Blue helps build productivity, trust, authority, peacefulness, and strength. Blue is a well-appreciated color. A significant number of people relate blue with integrity and reliability, making it a profound choice for sizeable corporate branding as well as a suave for mobile application icons and layouts.

Example Usage: Baby blue for young children’s products; light blues for calming and relaxing effects; bright blues for a refreshing feel; and dark blues for other areas where reliability and strength are needed.

Purple (secondary)
Purple is the color for enabling compassion and spiritual strength, which is formed as a result of adding red and blue together. It is also purposely used to create an aura of magical, mysterious, imaginative, luxurious, royalty, romance, wealth, and military honor.

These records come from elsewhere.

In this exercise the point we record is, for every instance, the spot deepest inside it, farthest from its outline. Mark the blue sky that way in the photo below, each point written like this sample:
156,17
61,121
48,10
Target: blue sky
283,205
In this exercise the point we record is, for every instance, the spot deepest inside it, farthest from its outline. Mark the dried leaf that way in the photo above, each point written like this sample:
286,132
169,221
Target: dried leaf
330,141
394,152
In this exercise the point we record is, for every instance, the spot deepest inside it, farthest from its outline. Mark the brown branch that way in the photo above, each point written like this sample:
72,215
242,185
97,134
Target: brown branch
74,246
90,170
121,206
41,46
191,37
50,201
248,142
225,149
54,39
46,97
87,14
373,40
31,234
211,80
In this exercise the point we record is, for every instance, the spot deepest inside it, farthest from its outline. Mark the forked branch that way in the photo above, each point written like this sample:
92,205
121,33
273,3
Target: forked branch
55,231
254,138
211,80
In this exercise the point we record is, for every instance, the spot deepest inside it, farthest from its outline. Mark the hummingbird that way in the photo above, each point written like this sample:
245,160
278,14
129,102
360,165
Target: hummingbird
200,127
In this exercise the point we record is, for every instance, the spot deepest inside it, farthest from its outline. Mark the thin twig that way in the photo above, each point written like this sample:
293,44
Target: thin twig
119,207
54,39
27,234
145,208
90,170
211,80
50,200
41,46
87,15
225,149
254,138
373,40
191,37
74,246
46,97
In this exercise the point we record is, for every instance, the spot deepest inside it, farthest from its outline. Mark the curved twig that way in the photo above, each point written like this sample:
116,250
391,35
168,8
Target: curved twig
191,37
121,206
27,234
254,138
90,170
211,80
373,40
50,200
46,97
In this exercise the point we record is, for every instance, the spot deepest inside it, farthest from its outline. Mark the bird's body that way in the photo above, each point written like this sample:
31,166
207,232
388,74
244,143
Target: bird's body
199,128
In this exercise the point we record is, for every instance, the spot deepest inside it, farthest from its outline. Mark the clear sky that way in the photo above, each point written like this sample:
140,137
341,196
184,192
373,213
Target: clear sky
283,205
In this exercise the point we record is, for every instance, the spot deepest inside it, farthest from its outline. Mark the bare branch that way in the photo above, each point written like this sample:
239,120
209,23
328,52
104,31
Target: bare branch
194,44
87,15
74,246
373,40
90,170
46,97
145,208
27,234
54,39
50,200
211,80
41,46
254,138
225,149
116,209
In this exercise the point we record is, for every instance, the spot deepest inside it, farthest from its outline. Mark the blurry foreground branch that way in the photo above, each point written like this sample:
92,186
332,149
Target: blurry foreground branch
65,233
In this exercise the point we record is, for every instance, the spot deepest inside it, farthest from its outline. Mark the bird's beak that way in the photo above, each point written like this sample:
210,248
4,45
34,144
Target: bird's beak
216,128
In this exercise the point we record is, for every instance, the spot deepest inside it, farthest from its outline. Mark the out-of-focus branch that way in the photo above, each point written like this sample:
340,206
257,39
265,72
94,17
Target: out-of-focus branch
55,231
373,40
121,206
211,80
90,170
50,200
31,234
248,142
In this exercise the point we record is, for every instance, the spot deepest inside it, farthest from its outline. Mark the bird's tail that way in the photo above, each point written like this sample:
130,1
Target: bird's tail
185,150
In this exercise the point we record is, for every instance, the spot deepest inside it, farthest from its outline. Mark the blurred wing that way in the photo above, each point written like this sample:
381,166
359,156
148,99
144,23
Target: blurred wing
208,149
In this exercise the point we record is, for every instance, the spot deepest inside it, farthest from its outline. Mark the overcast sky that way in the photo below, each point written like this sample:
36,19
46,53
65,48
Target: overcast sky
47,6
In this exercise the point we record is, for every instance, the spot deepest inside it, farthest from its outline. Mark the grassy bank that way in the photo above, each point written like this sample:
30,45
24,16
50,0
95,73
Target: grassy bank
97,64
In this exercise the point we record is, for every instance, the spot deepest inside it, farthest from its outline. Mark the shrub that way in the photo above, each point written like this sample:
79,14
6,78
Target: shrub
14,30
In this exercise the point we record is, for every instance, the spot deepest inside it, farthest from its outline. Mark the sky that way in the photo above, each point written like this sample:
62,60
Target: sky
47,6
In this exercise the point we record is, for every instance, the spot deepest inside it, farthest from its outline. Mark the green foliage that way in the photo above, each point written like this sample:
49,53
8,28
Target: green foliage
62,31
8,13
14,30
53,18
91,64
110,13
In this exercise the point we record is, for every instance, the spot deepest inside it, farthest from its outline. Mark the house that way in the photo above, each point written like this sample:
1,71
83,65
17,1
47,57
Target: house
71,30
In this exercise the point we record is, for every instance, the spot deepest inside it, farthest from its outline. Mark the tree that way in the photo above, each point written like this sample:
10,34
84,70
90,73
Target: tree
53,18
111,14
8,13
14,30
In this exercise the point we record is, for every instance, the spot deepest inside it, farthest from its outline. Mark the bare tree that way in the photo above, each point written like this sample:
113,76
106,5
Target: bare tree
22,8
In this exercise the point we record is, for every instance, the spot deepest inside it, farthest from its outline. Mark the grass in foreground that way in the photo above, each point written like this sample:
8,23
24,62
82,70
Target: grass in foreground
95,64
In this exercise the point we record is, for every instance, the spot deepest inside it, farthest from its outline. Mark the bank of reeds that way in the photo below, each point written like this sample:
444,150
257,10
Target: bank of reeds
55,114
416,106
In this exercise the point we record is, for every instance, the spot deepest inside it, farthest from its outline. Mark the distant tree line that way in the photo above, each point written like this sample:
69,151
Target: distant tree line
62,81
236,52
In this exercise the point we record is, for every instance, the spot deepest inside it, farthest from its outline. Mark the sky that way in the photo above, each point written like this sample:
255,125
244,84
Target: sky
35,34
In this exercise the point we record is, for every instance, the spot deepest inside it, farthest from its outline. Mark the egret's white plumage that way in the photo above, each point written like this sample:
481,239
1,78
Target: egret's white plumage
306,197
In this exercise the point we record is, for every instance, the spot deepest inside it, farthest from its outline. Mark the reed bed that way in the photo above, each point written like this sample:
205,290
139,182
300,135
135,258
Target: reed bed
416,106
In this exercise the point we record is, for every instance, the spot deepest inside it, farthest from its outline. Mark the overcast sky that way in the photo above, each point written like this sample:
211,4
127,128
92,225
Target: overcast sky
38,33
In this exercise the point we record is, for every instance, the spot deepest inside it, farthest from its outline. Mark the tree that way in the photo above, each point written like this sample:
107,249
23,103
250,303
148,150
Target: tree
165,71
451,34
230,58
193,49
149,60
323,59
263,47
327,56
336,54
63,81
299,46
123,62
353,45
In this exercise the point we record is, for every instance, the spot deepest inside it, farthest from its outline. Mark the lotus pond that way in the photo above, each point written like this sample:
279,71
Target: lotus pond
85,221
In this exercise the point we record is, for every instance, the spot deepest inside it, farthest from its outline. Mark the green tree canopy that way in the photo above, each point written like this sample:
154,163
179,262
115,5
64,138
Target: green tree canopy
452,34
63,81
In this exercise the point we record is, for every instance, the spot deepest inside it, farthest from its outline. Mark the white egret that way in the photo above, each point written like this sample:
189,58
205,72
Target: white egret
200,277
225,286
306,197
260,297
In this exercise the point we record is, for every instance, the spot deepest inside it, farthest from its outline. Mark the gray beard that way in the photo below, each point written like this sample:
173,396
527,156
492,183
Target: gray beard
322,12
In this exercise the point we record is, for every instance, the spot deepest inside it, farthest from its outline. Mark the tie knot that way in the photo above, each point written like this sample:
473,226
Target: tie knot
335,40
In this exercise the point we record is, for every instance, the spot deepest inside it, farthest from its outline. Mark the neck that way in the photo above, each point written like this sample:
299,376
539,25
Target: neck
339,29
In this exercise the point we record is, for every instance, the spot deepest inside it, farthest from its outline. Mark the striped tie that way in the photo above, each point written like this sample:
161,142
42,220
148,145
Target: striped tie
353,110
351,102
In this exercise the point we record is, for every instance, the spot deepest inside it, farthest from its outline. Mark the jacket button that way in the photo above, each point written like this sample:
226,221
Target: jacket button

Example Usage: light purples or mauve color for pampering, beauty, and romance; dark purples for luxury and wealth.

Neutrals
Neutral colors are incredibly vital for graphic design because they’re often presented as the backdrop and, thus, are expected to produce unique effects in coherence with the brighter accent colors. Among the colorful tones, they carry their own sophistication and meaningfulness.

White
White is used for expressing focus and minimalism. It orders the mind to declutter the unnecessary details and focus on a central object. It creates an acute sense of cleanliness, innocence, virginity, healthcare, purity, goodness, peace, and even bridal note.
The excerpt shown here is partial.